Monday, December 29, 2003

Judge adds to fraud charges against Parmalat founder

By Nicole Winfield
The Associated Press

ROME - A judge in Milan ordered Calisto Tanzi, the founder and former CEO of Parmalat, held Sunday on charges of market rigging and making false statements to regulators, adding to the fraud charges leveled against him following the near-collapse of his dairy company.

The order was issued hours after prosecutors questioned Tanzi for the first time after his detention late Saturday in Milan. Tanzi hadn't been seen in days, and was reportedly out of the country as the criminal investigation into the scandal-plagued company intensified.

Prosecutors in Milan and Parma, where the company is based, have each launched investigations into Parmalat's financial crisis, and Tanzi was nabbed Saturday based on a request by Parma prosecutors accusing him of fraudulent bankruptcy. That charge alone could bring up to 20 years in prison, according to Italian news reports.

On Sunday, a Milan judge acting on the request of prosecutors ordered Tanzi held on charges of market rigging and making false statements to regulators, state-run RAI television reported.

Tanzi's attorney, Michele Ributti, told television stations after the interrogation that his client had described his role and the roles of others in Parmalat's operations. When asked about the "missing money" at the company, Ributti said there was no missing money, but that at most there were "nonexistent assets" listed on Parmalat's balance sheet.

He said he planned to ask that Tanzi be freed or granted house arrest.

Parmalat's problems exploded in public Dec. 19, when it revealed that Bank of America Corp. wasn't holding about euro3.95 billion ($4.9 billion) that the Italian company had reported in September. Since then, the estimated amount of money missing from its balance sheet has ballooned.

Italian reports say a total of around euro10 billion ($12 billion) could be missing from Parmalat accounts after what may have been 15 years of false accounting.

The scandal has shaken the Italian business world, and brought calls for an overhaul of the country's regulatory agencies. Premier Silvio Berlusconi has promised swift action.

Parmalat, which has annual sales of around euro7.5 billion ($9.2 billion), produces and sells milk, yogurt, juice and other food products in Europe, the United States and around the world. It employs 36,000 people in 29 countries.

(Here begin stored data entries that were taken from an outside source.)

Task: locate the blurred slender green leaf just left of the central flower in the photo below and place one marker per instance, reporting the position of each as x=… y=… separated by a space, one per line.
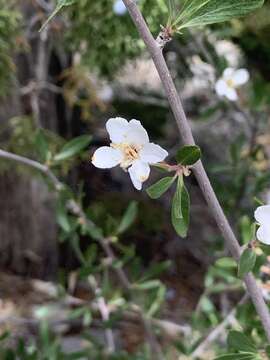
x=73 y=147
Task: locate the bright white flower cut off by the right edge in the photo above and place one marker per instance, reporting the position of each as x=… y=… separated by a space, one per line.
x=262 y=216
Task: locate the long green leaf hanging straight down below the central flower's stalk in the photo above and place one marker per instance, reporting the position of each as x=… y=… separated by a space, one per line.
x=181 y=224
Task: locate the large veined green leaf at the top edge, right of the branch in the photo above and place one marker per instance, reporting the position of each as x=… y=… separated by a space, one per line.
x=205 y=12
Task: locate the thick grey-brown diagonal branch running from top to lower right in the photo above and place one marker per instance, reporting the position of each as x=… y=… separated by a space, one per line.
x=199 y=171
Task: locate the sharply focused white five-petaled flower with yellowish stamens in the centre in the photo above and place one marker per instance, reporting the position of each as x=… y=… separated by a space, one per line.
x=130 y=148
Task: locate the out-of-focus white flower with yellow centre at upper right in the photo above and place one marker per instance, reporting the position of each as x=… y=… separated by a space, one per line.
x=230 y=81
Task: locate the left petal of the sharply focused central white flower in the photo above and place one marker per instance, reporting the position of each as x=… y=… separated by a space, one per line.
x=106 y=157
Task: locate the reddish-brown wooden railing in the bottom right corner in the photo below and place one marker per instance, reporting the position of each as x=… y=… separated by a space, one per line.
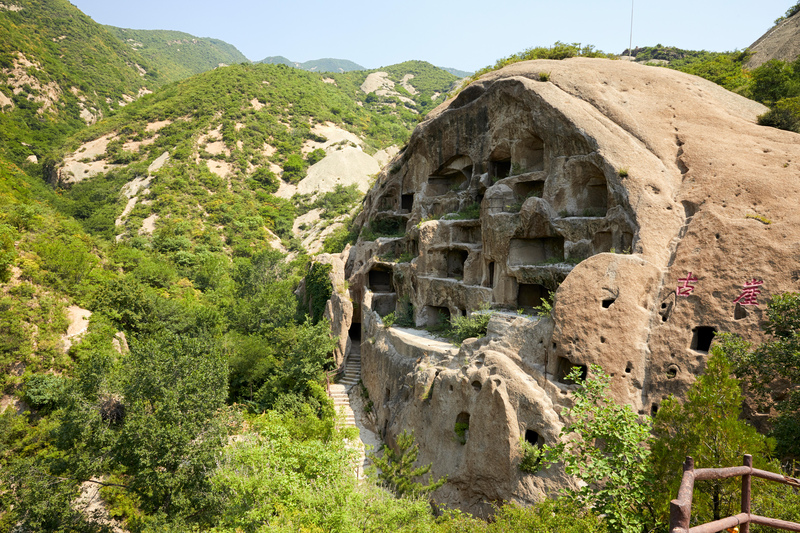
x=680 y=509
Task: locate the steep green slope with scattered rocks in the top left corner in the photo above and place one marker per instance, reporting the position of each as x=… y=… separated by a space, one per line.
x=60 y=71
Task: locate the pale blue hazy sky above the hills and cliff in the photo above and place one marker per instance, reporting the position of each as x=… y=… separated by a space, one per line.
x=464 y=34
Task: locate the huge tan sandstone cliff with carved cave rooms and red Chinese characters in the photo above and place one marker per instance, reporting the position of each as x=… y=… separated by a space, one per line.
x=645 y=198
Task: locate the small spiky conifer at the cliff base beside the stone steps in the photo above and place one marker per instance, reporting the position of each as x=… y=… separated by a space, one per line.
x=397 y=470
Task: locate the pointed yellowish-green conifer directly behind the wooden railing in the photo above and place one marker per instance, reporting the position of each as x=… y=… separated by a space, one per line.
x=706 y=427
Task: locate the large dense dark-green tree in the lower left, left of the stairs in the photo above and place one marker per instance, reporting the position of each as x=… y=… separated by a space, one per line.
x=159 y=413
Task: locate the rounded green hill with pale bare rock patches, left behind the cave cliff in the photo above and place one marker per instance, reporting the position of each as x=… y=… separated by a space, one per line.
x=229 y=134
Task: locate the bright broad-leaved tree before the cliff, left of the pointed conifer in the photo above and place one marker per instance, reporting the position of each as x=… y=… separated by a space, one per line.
x=605 y=446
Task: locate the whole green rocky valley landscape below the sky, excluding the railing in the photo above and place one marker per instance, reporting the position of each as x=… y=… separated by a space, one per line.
x=218 y=278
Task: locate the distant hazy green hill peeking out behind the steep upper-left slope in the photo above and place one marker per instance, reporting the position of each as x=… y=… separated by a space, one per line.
x=177 y=55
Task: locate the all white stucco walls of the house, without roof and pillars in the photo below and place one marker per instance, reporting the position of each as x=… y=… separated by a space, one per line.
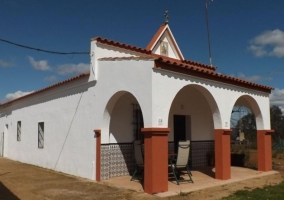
x=72 y=111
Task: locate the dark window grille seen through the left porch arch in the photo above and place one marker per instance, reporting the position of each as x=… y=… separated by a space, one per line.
x=137 y=122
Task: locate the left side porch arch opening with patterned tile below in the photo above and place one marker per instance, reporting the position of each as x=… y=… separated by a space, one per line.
x=117 y=135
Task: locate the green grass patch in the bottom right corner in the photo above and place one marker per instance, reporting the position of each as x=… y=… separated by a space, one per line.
x=269 y=192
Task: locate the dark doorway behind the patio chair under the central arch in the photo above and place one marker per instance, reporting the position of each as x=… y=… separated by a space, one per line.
x=179 y=129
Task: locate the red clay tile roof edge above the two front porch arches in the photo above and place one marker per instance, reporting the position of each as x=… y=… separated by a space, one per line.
x=208 y=74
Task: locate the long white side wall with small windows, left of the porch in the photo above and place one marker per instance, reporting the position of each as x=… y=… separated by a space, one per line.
x=69 y=143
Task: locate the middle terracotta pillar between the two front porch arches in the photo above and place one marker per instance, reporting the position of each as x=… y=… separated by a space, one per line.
x=222 y=154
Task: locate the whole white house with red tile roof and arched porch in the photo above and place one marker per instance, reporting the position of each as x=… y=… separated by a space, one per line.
x=85 y=125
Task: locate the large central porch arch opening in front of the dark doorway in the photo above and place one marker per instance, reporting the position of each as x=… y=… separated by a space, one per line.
x=198 y=105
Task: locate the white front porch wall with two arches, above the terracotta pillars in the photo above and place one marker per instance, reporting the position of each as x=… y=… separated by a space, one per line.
x=167 y=84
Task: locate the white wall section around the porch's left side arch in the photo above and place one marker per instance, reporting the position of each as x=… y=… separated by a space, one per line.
x=129 y=76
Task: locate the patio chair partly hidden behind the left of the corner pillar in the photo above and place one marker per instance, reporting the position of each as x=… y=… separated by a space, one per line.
x=139 y=161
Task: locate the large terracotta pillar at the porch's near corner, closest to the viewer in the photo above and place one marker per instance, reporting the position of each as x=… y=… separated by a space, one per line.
x=155 y=160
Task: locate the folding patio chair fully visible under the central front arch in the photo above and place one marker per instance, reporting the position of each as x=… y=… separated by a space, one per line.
x=182 y=162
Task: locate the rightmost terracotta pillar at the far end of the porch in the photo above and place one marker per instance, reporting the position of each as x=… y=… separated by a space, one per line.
x=264 y=150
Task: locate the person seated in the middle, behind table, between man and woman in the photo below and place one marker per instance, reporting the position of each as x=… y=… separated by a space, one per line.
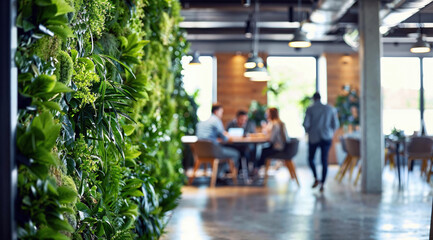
x=241 y=121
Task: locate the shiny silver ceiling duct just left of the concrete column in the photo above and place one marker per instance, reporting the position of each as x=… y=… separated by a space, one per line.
x=324 y=17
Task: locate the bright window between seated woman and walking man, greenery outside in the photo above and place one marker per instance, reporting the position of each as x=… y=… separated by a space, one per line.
x=293 y=79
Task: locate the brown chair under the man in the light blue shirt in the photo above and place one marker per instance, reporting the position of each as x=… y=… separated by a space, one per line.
x=206 y=152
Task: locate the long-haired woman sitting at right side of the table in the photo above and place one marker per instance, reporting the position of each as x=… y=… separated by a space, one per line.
x=277 y=133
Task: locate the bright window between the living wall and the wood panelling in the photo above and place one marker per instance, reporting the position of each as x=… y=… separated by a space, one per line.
x=198 y=81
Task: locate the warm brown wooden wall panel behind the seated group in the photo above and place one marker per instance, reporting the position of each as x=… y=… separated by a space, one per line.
x=234 y=91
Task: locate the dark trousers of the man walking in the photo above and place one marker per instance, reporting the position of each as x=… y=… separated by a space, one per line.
x=324 y=146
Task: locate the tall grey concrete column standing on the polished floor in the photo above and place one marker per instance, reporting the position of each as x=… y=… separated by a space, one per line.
x=370 y=51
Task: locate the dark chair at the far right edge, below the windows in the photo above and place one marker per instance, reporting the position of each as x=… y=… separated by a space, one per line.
x=420 y=148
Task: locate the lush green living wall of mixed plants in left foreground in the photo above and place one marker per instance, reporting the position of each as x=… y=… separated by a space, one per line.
x=101 y=114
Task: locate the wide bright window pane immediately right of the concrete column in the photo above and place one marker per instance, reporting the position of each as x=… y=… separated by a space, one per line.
x=400 y=78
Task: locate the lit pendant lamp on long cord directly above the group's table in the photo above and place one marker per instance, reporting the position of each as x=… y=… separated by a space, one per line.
x=255 y=68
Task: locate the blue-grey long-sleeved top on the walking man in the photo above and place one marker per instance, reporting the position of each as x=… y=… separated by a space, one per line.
x=320 y=122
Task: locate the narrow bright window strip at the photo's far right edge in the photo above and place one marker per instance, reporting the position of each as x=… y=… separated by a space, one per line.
x=428 y=94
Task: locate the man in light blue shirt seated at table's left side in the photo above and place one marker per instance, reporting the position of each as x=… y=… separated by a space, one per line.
x=213 y=130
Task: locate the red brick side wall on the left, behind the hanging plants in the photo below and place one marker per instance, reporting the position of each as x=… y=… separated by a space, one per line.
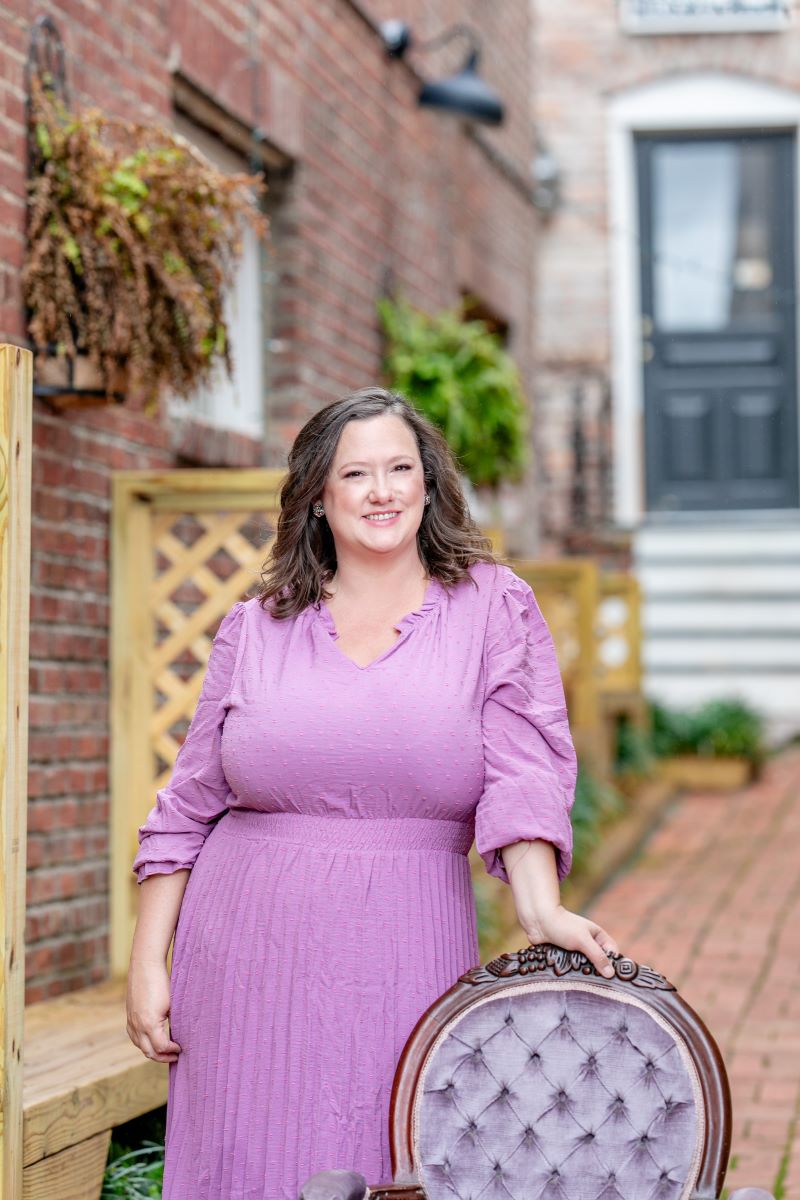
x=380 y=190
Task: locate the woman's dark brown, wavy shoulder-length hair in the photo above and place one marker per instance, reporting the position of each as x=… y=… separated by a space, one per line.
x=303 y=557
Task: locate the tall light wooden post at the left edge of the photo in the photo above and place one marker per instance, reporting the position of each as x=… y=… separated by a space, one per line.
x=16 y=406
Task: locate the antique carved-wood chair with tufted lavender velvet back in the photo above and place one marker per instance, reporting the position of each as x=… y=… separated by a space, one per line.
x=537 y=1078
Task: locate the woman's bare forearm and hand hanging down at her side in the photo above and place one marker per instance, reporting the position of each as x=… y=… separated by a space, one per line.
x=148 y=989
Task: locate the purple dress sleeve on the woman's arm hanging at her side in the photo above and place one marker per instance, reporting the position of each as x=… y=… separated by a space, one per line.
x=197 y=794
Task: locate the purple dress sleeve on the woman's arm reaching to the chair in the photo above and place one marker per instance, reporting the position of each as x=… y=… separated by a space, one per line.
x=530 y=760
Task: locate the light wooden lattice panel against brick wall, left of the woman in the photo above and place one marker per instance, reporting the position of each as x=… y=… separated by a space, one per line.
x=187 y=547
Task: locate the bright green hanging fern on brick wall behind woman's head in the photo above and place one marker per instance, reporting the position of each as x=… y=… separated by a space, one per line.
x=459 y=375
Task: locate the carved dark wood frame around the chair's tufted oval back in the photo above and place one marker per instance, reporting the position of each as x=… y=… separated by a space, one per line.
x=549 y=964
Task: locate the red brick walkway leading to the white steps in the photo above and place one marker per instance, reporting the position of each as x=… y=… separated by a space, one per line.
x=714 y=903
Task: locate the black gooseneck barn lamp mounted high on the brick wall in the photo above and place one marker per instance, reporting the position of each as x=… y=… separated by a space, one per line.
x=464 y=94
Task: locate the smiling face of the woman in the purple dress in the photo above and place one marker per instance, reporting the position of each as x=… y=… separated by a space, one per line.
x=375 y=494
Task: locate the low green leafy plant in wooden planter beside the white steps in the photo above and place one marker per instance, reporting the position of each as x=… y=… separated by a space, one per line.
x=720 y=729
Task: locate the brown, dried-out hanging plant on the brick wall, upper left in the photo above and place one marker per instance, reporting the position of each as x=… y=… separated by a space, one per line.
x=131 y=245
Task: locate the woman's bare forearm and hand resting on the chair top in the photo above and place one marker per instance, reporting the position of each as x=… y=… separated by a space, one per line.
x=531 y=867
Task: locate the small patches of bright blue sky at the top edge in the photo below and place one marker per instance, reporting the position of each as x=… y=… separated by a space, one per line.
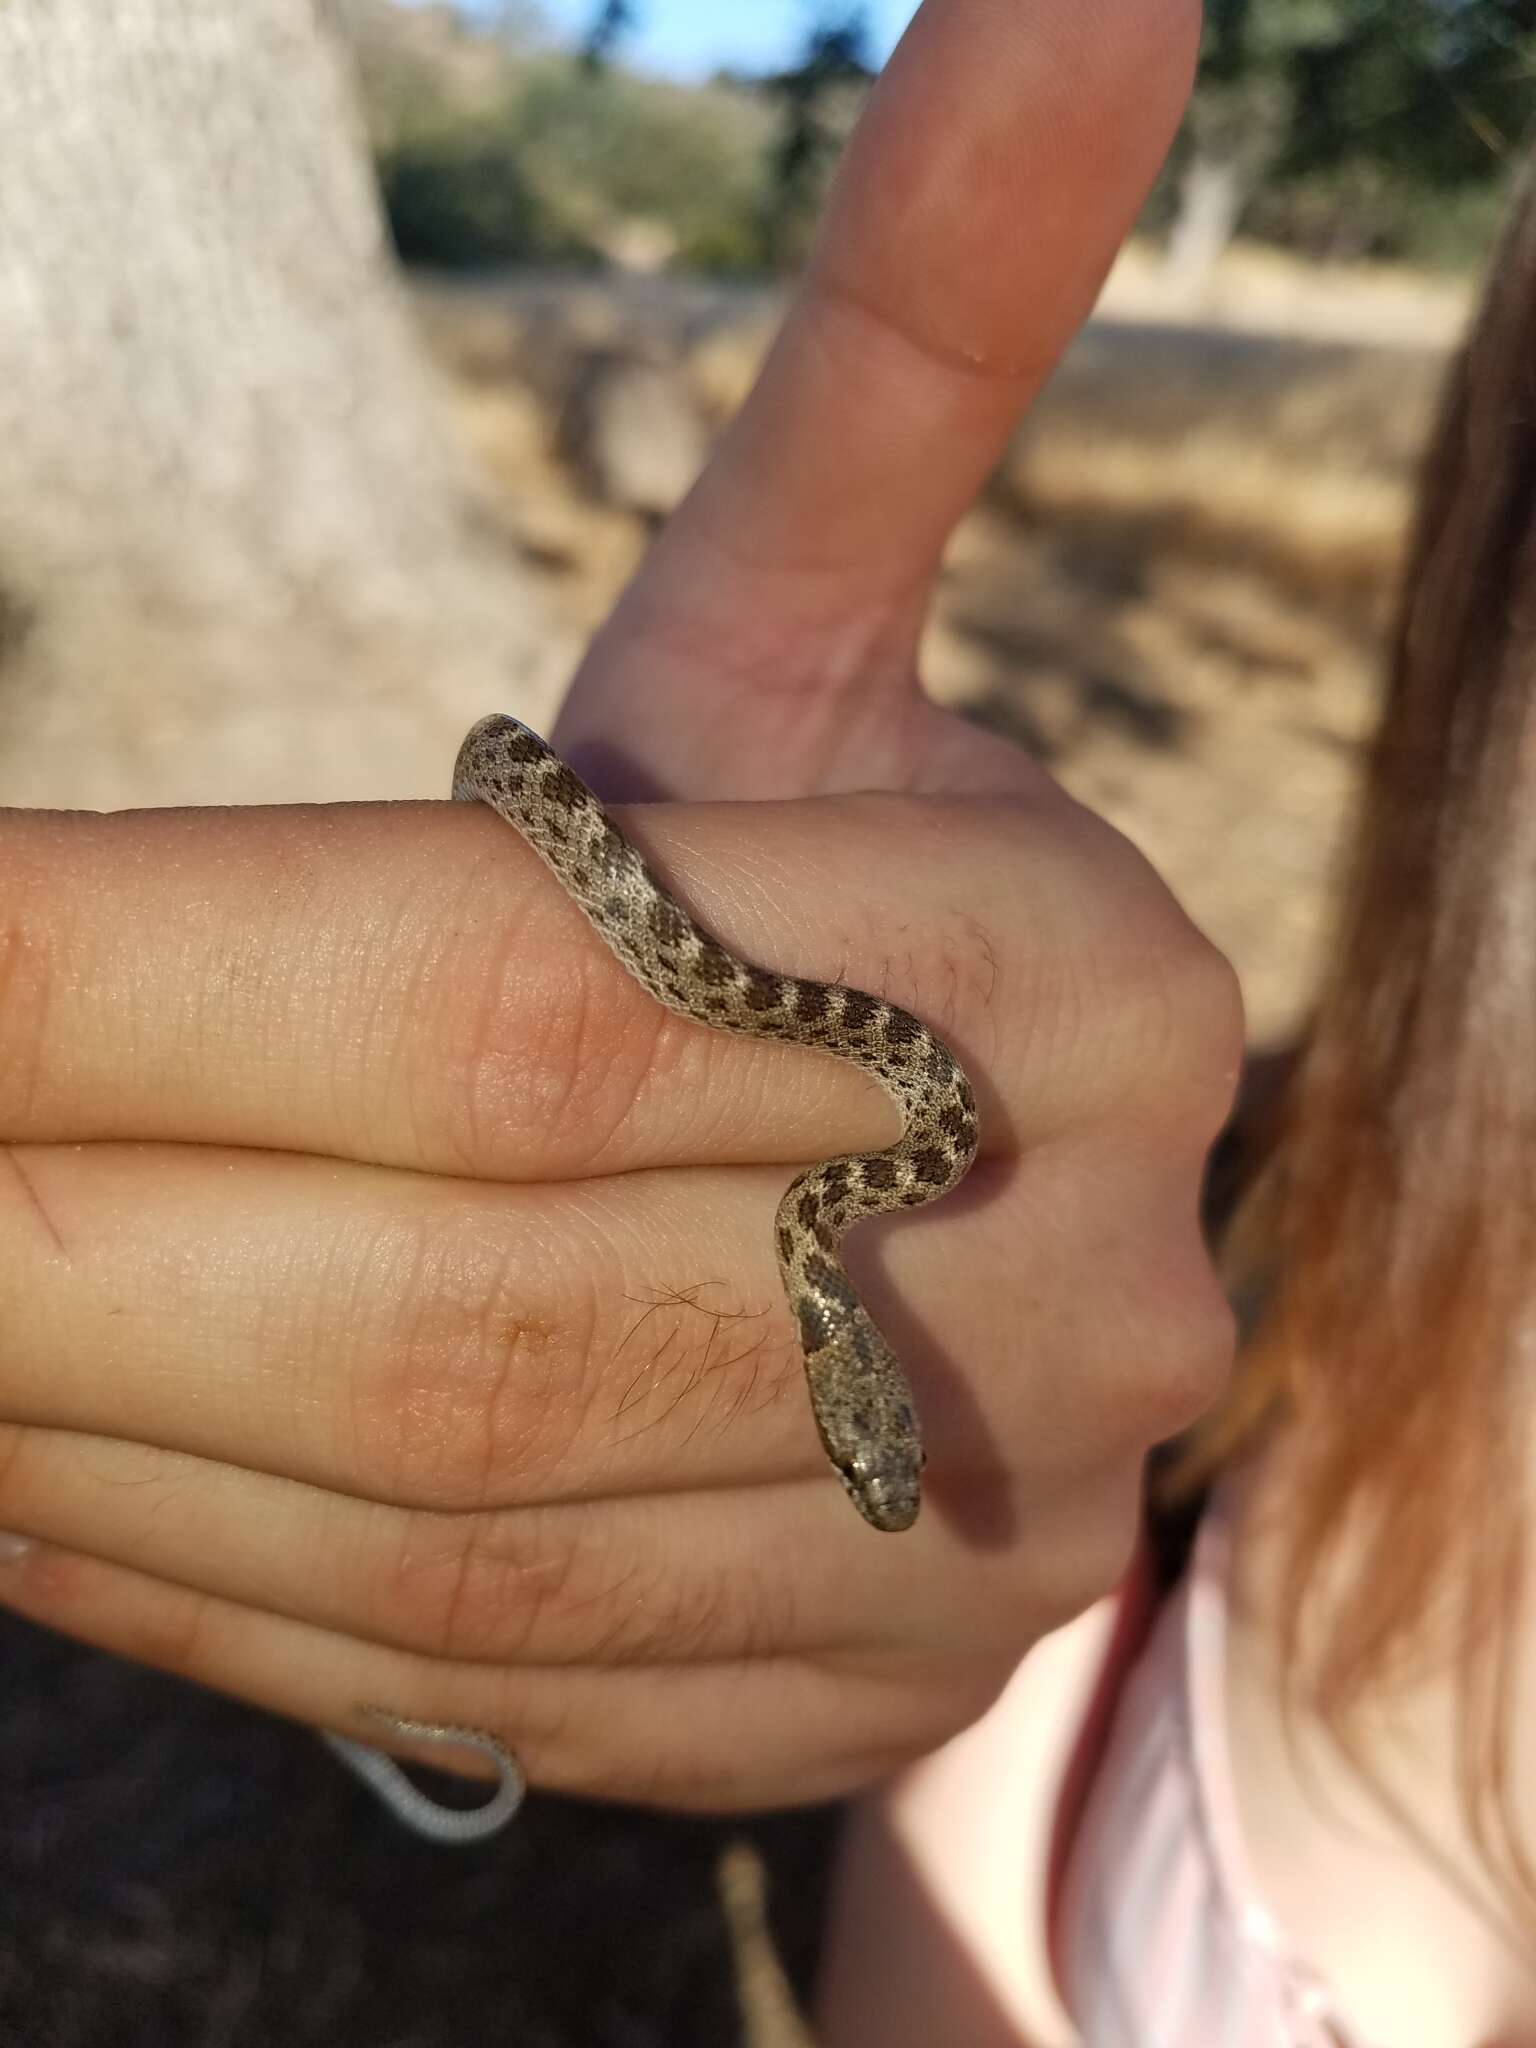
x=695 y=38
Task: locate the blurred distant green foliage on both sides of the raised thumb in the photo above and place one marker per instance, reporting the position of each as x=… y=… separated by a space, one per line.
x=1353 y=128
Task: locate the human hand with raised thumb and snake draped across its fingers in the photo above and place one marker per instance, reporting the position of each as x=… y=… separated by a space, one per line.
x=388 y=1299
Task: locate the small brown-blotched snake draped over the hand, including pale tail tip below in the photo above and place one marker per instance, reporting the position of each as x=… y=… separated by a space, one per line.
x=859 y=1394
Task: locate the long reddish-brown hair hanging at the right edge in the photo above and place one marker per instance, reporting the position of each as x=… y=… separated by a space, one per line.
x=1392 y=1236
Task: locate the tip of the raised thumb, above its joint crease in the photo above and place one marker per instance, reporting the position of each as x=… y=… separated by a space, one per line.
x=1005 y=155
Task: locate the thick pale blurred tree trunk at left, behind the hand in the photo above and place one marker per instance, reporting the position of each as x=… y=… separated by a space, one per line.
x=241 y=554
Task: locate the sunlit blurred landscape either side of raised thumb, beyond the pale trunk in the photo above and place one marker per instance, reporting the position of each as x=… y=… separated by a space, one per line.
x=1179 y=583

Tanzi founded Parmalat in 1961 and headed it until this month, when he was ousted as chief executive amid deepening questions about the company's finances. He heads a list of about 20 executives, including former financial officers, under investigation for alleged fraud and other charges concerning the suspected falsification of company documents.

On Saturday, Parmalat entered into insolvency status in a move that will give the conglomerate breathing room as it looks to save itself from total collapse. The insolvency status lets Parmalat pay new debts rather than having to deal with outstanding creditors, thereby allowing the company to keep operating.

Business-turnaround expert Enrico Bondi has been named commissioner to run Parmalat's bankruptcy-protection restructuring.

Parmalat's total debt as of Sept. 30 was around euro6 billion ($7.3 billion).